Underlining the Shanghai region’s generally accepted status as the economic center of China, Chen Kehong, vice-chairman of the Shanghai Municipality’s Science and Technology Commission, described the region’s 14-station differential GPS network.

“In the future, would like to see incorporate multiple [GNSS] systems [into the DGPS network], including Beidou.” Chen said that the regional government would like to see such services based on market rather than planned economy.

“The Shanghai municipal government will move Beidou into the application industry chain,” he added. “We will spare no effort to implement Beidou services and technology development.”

In a corresponding show of bureaucratic support for commercial development, Li Yongxiong, director general of the Department of Map Management, State Bureau of Surveying and Mapping (SBSM), described efforts to liberalize China’s regulatory policies on access to data with which create navigable map databases.

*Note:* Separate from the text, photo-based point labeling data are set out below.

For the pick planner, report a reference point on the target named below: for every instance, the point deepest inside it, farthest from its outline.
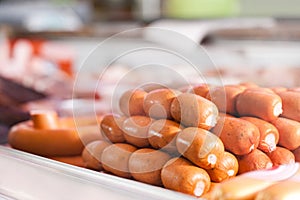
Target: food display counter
(26, 176)
(222, 124)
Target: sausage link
(181, 175)
(200, 146)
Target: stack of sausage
(189, 140)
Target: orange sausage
(261, 89)
(157, 103)
(181, 175)
(111, 128)
(136, 130)
(296, 153)
(226, 167)
(238, 136)
(281, 156)
(289, 132)
(194, 110)
(254, 161)
(256, 103)
(162, 135)
(115, 159)
(92, 153)
(199, 89)
(278, 89)
(295, 89)
(225, 98)
(269, 135)
(131, 102)
(290, 105)
(45, 139)
(200, 146)
(249, 84)
(145, 165)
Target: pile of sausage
(189, 139)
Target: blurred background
(43, 43)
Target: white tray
(26, 176)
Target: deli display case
(217, 97)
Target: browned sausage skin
(281, 156)
(136, 130)
(162, 135)
(111, 125)
(145, 165)
(199, 146)
(261, 104)
(157, 103)
(238, 136)
(226, 167)
(181, 175)
(225, 98)
(290, 104)
(131, 102)
(289, 132)
(269, 135)
(254, 161)
(92, 153)
(193, 110)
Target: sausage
(269, 135)
(290, 105)
(131, 102)
(92, 153)
(181, 175)
(115, 159)
(255, 160)
(201, 89)
(145, 165)
(136, 130)
(289, 132)
(157, 103)
(281, 156)
(225, 98)
(46, 139)
(278, 89)
(226, 167)
(208, 195)
(200, 147)
(239, 136)
(295, 89)
(296, 153)
(44, 119)
(111, 128)
(249, 84)
(255, 103)
(283, 190)
(239, 187)
(162, 135)
(261, 89)
(152, 86)
(193, 110)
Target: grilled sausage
(193, 110)
(200, 146)
(269, 135)
(181, 175)
(145, 165)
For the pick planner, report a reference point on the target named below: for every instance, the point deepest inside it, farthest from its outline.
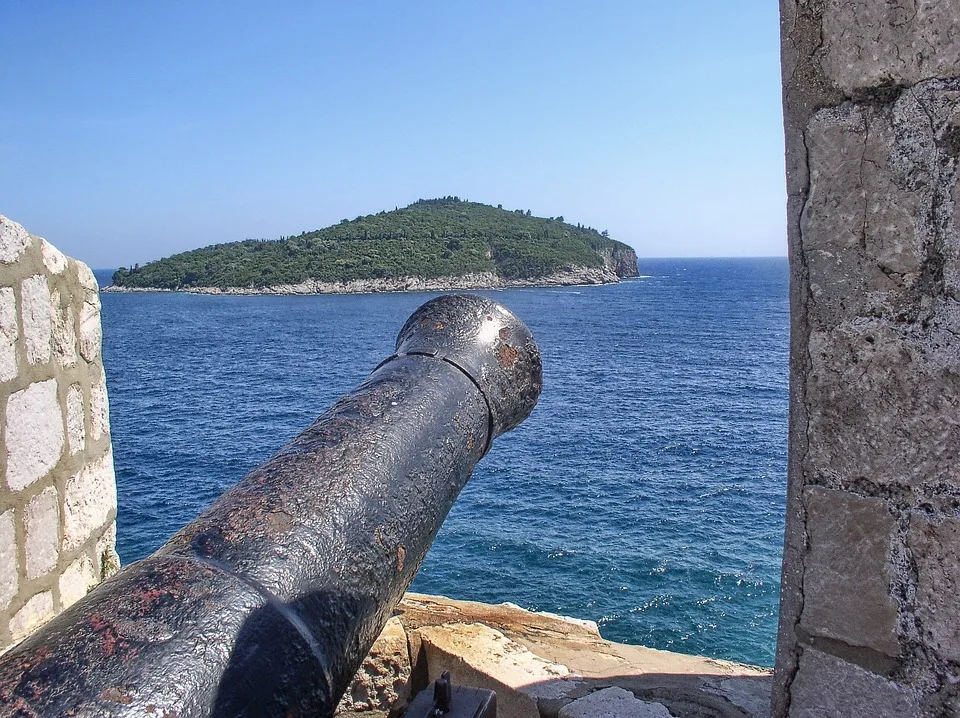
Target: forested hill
(429, 239)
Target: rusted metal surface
(267, 603)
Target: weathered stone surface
(9, 582)
(89, 498)
(64, 333)
(14, 240)
(826, 687)
(478, 655)
(87, 278)
(42, 544)
(8, 334)
(106, 552)
(848, 573)
(867, 44)
(935, 547)
(383, 681)
(686, 685)
(77, 580)
(91, 334)
(35, 612)
(99, 409)
(76, 431)
(53, 259)
(36, 313)
(613, 702)
(34, 433)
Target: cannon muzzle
(267, 603)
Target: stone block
(42, 543)
(383, 681)
(36, 318)
(868, 44)
(35, 612)
(884, 410)
(77, 581)
(106, 552)
(76, 430)
(846, 583)
(827, 686)
(91, 334)
(8, 334)
(53, 259)
(613, 702)
(88, 500)
(99, 409)
(87, 278)
(9, 582)
(935, 547)
(477, 655)
(34, 433)
(64, 332)
(14, 240)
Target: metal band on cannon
(267, 603)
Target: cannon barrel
(267, 603)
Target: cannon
(267, 603)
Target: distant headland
(436, 244)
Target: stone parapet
(870, 603)
(543, 666)
(57, 493)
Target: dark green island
(436, 244)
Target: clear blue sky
(132, 130)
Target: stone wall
(870, 614)
(57, 494)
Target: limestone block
(884, 409)
(935, 548)
(875, 206)
(34, 433)
(36, 311)
(42, 544)
(826, 686)
(8, 560)
(99, 409)
(76, 431)
(64, 333)
(106, 552)
(35, 612)
(8, 334)
(14, 240)
(89, 498)
(478, 655)
(87, 278)
(613, 702)
(91, 334)
(848, 573)
(383, 681)
(53, 259)
(77, 581)
(872, 44)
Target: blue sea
(646, 491)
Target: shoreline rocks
(569, 276)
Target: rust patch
(117, 694)
(507, 355)
(279, 521)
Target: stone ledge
(543, 665)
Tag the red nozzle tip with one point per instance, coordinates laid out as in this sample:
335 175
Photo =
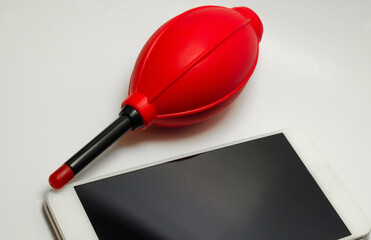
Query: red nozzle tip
256 22
61 177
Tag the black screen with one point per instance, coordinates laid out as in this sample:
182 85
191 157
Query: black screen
253 190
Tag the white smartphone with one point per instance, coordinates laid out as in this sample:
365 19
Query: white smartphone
276 186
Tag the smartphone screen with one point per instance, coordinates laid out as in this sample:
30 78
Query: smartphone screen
258 189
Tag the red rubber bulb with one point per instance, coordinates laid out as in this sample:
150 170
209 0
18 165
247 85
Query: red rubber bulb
195 65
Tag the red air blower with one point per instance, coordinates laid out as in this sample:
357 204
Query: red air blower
192 67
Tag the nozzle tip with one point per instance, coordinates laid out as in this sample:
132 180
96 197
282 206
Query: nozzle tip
255 20
61 177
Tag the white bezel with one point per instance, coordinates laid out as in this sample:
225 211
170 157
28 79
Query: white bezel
71 222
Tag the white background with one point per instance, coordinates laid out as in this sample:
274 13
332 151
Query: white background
65 68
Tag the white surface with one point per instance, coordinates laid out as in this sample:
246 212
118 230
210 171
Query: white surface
65 68
75 224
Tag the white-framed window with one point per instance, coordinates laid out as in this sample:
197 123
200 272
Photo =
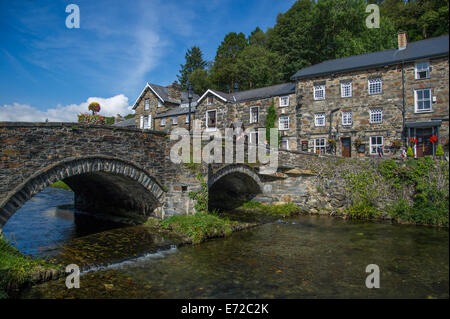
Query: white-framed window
146 122
319 119
284 101
284 144
423 100
376 116
320 145
254 137
346 89
319 92
347 118
375 143
254 114
211 119
375 86
422 70
283 123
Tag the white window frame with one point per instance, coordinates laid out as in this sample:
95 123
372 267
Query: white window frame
146 122
373 114
287 144
419 68
345 85
283 104
416 101
324 146
375 145
318 88
317 116
251 113
283 123
346 119
207 120
373 83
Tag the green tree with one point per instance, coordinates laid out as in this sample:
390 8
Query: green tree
225 73
257 67
200 80
194 61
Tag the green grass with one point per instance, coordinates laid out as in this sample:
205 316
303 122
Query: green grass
61 184
16 269
283 210
197 227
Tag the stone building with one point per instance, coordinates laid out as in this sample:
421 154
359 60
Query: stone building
248 109
353 106
162 108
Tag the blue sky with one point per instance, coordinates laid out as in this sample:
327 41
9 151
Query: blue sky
50 71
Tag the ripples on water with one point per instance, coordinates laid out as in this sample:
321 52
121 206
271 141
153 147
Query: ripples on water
305 257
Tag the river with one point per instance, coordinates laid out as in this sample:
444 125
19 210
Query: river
302 257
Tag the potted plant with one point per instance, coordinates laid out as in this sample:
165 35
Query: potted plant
395 146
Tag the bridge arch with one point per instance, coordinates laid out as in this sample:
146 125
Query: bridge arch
99 182
233 185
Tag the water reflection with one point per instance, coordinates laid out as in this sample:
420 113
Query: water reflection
47 221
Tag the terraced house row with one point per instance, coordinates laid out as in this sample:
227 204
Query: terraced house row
349 107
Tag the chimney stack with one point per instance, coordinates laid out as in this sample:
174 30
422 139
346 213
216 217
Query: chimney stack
402 40
174 93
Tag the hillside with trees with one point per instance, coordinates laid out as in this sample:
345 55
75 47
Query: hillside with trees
308 33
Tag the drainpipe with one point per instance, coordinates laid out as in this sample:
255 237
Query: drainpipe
403 103
331 123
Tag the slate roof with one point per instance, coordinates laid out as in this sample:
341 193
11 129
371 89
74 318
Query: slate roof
175 111
126 123
163 92
434 47
261 93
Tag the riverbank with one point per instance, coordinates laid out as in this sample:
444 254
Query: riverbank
18 271
196 228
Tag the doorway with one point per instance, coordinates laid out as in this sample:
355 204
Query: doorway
346 147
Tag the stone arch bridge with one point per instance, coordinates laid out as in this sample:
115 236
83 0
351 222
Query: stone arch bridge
116 169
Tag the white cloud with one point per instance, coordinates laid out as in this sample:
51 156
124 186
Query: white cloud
26 113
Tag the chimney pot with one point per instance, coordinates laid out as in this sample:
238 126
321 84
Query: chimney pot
402 40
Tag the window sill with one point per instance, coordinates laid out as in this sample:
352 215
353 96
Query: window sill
420 112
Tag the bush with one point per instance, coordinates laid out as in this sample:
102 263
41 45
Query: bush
439 150
409 152
199 226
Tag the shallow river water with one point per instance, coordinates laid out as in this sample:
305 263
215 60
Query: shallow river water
303 257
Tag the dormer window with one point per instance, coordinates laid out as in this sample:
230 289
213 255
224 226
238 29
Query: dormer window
284 101
422 70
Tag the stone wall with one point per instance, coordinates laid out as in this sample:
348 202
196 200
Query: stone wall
360 104
30 148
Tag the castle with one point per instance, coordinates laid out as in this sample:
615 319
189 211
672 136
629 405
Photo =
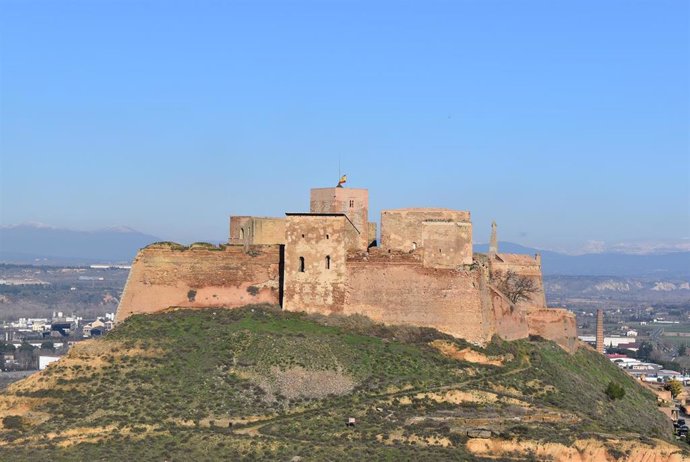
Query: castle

Eleven companies approved by central government to product digital maps with maps currently available from six Chinese companies. These cover every city in China except two, and 95 percent of all of highways, according to Li.

Available mapbases incorporate 5 million points of interest and 1.8 million miles of highways and expressways at 1:10,000 scale. The SBSM is “working very hard on 1:2,000 scale databases in urban areas,” for which the agency would like to create a system to provide real-time updates.

(Articles in future issues of Inside GNSS will return to the subject of China’s domestic GNSS design and manufacturing sector as well as the effect of Compass/Beidou’s development on the world’s other GNSS systems.)